Isara segurava. Sem exibicionismo, sem discurso. O respeito que ela arrancava não vinha do volume da voz, vinha da coerência. Quando mediava briga de faca emprestada, ela não fazia sermão; fazia acordo. Quando um caçador acusou um pescador de roubo, Isara desfez o nó seguindo pegada leve na lama — raposa. Os dois engoliram seco, e a clareira ganhou uma piada: “Se acusar à toa, a loba te acha até no pensamento.”

A alcateia começou a testar Isara do jeito que alcateia testa: no contrário. Deram a ela o que não é de ninguém — o problema — e esperaram. Ela dividiu carne do jeito certo (velho, pequeno, guarda; ela por último), colocou sentinela onde ninguém queria ficar, carregou peso que não era dela quando faltou braço, e não aceitou atalho quando o atalho custava caráter. Virou referência, mas sem trono. Trono ela não queria. Ela queria resultado.

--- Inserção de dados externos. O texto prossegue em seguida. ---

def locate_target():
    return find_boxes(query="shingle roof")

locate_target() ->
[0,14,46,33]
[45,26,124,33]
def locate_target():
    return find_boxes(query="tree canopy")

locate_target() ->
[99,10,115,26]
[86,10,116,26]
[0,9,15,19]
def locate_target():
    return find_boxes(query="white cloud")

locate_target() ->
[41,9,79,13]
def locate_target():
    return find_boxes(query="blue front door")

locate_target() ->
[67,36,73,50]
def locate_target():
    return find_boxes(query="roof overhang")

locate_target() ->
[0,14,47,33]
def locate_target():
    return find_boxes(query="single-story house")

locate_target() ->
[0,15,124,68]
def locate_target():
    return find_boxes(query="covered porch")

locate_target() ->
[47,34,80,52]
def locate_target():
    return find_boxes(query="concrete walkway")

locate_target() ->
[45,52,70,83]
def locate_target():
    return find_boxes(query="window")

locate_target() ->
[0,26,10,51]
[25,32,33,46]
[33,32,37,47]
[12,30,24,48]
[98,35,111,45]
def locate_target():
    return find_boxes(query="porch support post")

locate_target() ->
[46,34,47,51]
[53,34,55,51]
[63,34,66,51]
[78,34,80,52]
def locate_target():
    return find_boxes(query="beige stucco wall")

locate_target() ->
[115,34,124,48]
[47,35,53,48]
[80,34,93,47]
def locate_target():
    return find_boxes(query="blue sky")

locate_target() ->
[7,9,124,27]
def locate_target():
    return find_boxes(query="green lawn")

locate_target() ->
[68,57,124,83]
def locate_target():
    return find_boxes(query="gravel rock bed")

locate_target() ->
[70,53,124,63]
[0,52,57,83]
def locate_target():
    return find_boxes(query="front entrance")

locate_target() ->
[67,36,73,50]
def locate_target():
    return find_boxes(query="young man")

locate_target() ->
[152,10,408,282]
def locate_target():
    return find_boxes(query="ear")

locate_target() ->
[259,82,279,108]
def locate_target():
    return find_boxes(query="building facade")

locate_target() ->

E o mundo — esse bicho grande — percebeu.

---

Na virada dos quinze pra dezesseis, o Cobalto subiu além do normal, abarrotado de degelo. Uma anciã e dois filhotes da Serra ficaram presos numa pedra lisa, a correnteza lambendo o tornozelo deles com fome. Gritaram. O Vale ouviu e correu com corda e desespero. Todo mundo quis ser herói na pressa. Isara levantou a mão, pediu um segundo de silêncio, farejou o vento e decidiu: “A gente vai pelo frio.”

“Pelo frio?”, riram, sem maldade — só susto.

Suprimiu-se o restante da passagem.